An interview with Professor Masatoshi Kudo - Interpreting Final analysis of RATIONALE-301




At the ESMO Congress 2022, Professor Masatoshi Kudo reported the final analysis of the RATIONALE-301 study, which showed that the OS of tirelizumab used in the first-line treatment of unresectable liver cancer was not inferior to sorafenib. We interviewed Professor Kudo and shared the following topics related to the study.

 

Q1. Can you briefly introduce the final analysis of this RATIONALE-301 study?

 

Dr Kudo: The RATIONALE-301 study is a phase III randomized clinical trial of tislelizumab versus sorafenib as first-line treatment for unresectable hepatocellular carcinoma. The primary endpoint was OS (overall survival). The RATIONALE-301 study met its primary endpoint showing OS non-inferiority.
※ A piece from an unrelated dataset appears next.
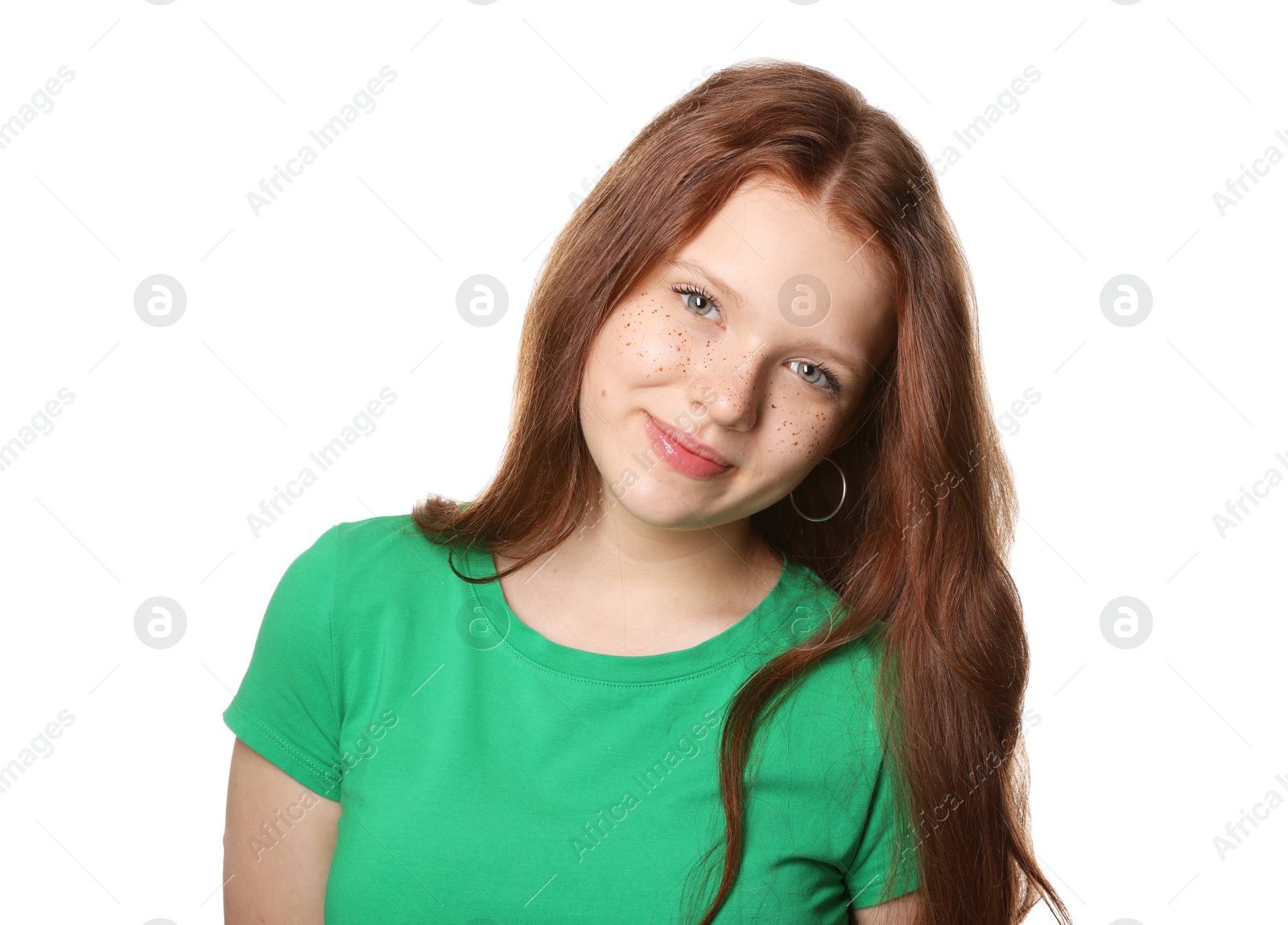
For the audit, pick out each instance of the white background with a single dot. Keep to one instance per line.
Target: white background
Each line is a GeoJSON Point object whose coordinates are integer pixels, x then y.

This was a non-inferiority study (non-inferiority margin, 1.08) with a 95% CI (confidence interval). Tislelizumab monotherapy demonstrated a clinically meaningful benefit. OS was 15.9 months versus 14.1 months with sorafenib. The OS hazard ratio was 0.85, and the upper boundary of 95% CI was 1.019, so this study met its primary endpoint on non-inferiority to sorafenib. The p-value was also significant - 0.039. The response rate is also significantly higher with tislelizumab - 14.3% versus 5.4% for sorafenib. The most impressive result from this study was the duration of response. The median duration of response was 36.1 months, compared with 11 months on sorafenib. This is very important. Also, the safety profile demonstrated no new safety concerns. Treatment-related adverse events greater than grade 3 were less frequent than with sorafenib, so it has a very manageable safety profile. This study was a positive study. This was a summary of the study.

 

Q2. RATIONALE-301 is also a non inferiority study design. Do you think PD-1 immunotherapy may be better than targeted therapy? Or maybe each has its own advantages?

 

Dr Kudo: The result showed non-inferiority, but as I said, the response rate is better for tislelizumab and the duration of response is very long, so once a patient responds to tislelizumab, the patient is expected to live longer. In that sense, compared to TKIs, tislelizumab is a treatment of choice. Clinically, I think it is a meaningful result - a higher response rate and the duration of response is long. In that regard, this is better than TKIs.

 

Q3. In the RATIONALE-301 study, How dose Asian patients respond and tolerlant to tislelizumab? Is there any difference between the East and the west patients?

 

Dr Kudo: Tolerability and dose intensity are not being presented at this ESMO meeting. Asian patients (excluding Japan) made up around 63% of enrollments. Japanese patients 11%. Rest of the World 26%. With regard to tolerability, in this presentation there are no data specific to Asian patients, but I think tislelizumab was tolerated very well by that patient population.

 

Q4. HBV related HCC is common in Asia. How dose these patients respond to tiselizumab? Because some studies show that HBV related HCC is worse on immunotherapy.

 

Dr Kudo: As far as OS is concerned, the hazard ratio in HBV patients was 0.91, compared to HCV 0.64, and non-viral 0.78. That means the OS benefit is inferior to non-HBV-related HCC, but the number of patients is very small. HBV patients make up around 60%, HCV 13% and non-viral 24% of the study population. For the HBV population, the OS benefit favors tislelizumab, so I think HBV patients can benefit from tislelizumab as well.

 

Q5. Combination therapy is the current research hotspot. Will there be studies on the combination therapy of tiselizumab in the future?

 

Dr Kudo: Yes, I believe this pharmaceutical company is planning combination trials.